My generation of Americans tend to think that we own the word “irony”, but in fact, most of us don’t really understand what it means. The first problem is that we confuse irony with sarcasm. Sarcasm is merely one type of ironic phrasing (using insincere language to convey the opposite meaning). But it would be wrong to assume that any story that acknowledges irony has to be sarcastic in tone. In fact, all stories, from the most sarcastic and nasty to the most uplifting and heartfelt, should be fundamentally ironic.
Irony refers to any difference between expectation and outcome. This difference can be comedic (expected a kiss, got a pie in the face or vice versa) or it can be dramatic (sought justice, found injustice, or vice versa). Either way, the greater the gulf between expectation and outcome, the more meaning the story will have. Likewise, the smaller the gap, the more meaningless it will be.

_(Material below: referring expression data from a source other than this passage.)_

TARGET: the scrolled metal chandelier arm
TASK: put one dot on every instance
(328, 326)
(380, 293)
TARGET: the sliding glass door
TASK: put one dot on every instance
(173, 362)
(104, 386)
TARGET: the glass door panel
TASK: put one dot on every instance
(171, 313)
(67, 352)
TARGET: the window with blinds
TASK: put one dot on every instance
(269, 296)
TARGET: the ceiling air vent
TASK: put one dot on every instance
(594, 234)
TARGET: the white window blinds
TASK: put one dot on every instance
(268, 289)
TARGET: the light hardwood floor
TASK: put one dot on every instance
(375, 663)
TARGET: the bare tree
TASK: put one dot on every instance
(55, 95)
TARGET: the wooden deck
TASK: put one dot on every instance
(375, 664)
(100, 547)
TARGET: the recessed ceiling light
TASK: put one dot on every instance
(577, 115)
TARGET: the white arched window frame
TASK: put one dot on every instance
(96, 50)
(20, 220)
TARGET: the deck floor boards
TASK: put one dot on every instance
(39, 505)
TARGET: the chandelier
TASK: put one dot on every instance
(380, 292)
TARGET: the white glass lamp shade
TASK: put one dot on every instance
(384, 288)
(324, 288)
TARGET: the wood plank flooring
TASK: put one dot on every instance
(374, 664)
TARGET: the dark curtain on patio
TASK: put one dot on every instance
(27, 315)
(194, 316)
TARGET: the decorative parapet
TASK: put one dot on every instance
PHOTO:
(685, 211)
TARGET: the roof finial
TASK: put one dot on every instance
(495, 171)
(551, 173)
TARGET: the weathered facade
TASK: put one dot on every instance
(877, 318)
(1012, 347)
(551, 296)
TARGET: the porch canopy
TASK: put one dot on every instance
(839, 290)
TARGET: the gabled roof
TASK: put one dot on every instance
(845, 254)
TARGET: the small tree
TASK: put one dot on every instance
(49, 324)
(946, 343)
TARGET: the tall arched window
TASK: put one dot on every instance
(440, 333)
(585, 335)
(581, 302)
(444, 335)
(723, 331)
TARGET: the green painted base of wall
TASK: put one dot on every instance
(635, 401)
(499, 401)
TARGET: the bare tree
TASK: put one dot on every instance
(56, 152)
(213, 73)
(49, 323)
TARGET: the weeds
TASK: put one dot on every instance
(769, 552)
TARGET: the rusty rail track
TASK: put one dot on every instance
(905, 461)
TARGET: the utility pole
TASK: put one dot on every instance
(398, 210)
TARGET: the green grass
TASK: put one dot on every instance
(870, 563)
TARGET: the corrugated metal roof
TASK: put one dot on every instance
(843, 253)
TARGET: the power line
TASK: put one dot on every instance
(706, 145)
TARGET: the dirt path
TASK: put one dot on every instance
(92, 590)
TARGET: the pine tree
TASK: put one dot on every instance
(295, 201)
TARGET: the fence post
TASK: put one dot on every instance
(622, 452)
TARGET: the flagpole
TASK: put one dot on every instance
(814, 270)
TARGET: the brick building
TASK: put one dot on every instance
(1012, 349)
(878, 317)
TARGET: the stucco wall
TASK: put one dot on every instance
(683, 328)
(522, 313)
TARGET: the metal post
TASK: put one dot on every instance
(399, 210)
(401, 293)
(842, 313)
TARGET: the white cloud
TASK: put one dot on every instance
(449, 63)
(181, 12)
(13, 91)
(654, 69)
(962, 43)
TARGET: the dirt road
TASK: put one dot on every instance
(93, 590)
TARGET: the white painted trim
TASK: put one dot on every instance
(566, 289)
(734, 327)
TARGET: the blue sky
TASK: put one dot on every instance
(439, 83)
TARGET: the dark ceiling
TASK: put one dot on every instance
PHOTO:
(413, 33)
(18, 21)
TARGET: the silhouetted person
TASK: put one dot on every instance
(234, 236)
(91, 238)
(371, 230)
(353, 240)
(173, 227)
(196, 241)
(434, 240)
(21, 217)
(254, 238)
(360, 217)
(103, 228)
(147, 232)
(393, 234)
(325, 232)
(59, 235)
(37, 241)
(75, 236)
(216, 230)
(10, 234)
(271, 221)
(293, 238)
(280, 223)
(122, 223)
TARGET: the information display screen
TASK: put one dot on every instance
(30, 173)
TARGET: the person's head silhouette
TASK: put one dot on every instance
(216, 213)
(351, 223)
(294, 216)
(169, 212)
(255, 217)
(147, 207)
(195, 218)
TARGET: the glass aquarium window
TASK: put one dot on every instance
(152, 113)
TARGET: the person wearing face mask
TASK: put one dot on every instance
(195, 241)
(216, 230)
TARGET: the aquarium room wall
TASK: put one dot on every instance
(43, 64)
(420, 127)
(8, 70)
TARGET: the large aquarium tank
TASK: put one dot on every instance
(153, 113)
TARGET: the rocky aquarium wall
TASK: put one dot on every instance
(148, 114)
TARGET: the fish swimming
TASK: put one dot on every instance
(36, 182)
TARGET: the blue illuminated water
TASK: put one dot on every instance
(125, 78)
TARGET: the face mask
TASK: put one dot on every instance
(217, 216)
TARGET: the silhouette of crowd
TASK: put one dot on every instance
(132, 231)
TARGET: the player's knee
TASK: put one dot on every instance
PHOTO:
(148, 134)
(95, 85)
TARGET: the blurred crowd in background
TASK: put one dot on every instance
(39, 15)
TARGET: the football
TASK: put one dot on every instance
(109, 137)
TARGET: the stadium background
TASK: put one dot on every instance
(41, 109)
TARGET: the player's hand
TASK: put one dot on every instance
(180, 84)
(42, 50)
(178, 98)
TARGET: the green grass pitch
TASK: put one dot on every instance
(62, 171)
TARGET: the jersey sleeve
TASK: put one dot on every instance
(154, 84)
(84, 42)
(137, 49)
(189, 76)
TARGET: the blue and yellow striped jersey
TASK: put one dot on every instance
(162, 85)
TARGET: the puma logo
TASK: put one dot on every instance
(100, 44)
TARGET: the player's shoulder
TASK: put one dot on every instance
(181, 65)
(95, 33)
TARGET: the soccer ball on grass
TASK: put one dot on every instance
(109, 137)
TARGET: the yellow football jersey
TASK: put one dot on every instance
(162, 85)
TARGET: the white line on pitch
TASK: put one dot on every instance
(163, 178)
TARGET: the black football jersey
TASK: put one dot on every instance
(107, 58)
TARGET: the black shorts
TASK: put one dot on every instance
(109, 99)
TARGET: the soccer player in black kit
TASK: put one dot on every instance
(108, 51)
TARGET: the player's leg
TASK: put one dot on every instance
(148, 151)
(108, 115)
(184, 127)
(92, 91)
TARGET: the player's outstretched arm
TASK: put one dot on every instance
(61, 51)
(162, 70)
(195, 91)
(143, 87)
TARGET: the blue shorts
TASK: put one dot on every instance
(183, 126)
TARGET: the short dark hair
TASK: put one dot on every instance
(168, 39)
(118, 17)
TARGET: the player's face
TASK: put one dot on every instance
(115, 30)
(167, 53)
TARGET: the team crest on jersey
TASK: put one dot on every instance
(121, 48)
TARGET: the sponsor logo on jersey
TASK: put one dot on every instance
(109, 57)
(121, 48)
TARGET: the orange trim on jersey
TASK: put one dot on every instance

This brings us to my generation’s other misunderstanding about irony, which was famously exacerbated by Alanis Morrisette’s terrible song “Ironic.” Just because a situation is a bummer, doesn’t mean that it’s ironic. Rain on your wedding day is not ironic, unless you insisted on getting married in the desert so as to avoid the rain. A traffic jam when you’re already late isn’t ironic unless you left late to beat the traffic. (UPDATE: A few years after I wrote this, Rachael Hurwitz fixed the song accordingly!)
One note I give all the time is “This is a bummer, but it’s not tragic.” A story about a perennial-loser losing again is just a bummer. A story about a winner winning again is just dull. Stories about losers winning, or winners losing, are ironic. The same goes for stories about an always-bad person doing wrong, or an always-good person doing right—these stories lack irony.
This is why you need to take time before every scene to establish that the character expects something other than what’s going to happen. If the audience shares the character’s expectation, then they will feel the impact of the reversal of fortune so much more.
This is why heroes need tragic flaws. The heroes of thrillers and horror movies should be at least partially culpable for what happens to them, if only in a “curiosity killed the cat” kind of way. Likewise, comedic predicaments should befall the people who have tried the hardest to make sure nothing like this ever happens to them.I’ve been reading a lot of Will Eisner’s brilliant comics about “The Spirit” recently. The Sprit is a good guy doing good—which is why the stories are never actually about him. Most of the stories are either about a villain he encounters who unexpectedly does good, or a nice person who unexpectedly does bad. That’s a story.
This is why most sequels suck. In action/adventure/thriller/horror, the first movie is about a seemingly-weak person who turns out to be strongest choice for this job. That’s ironic. The second is about a strong person remaining strong. That’s dull. In comedies, the first movie is about someone who expects sanity encountering insanity. The second is about that insanity continuing, which should be no surprise. Expecting a fun bachelor party and experiencing a blackout instead is ironic—the first time. The second time, it’s just pitiful.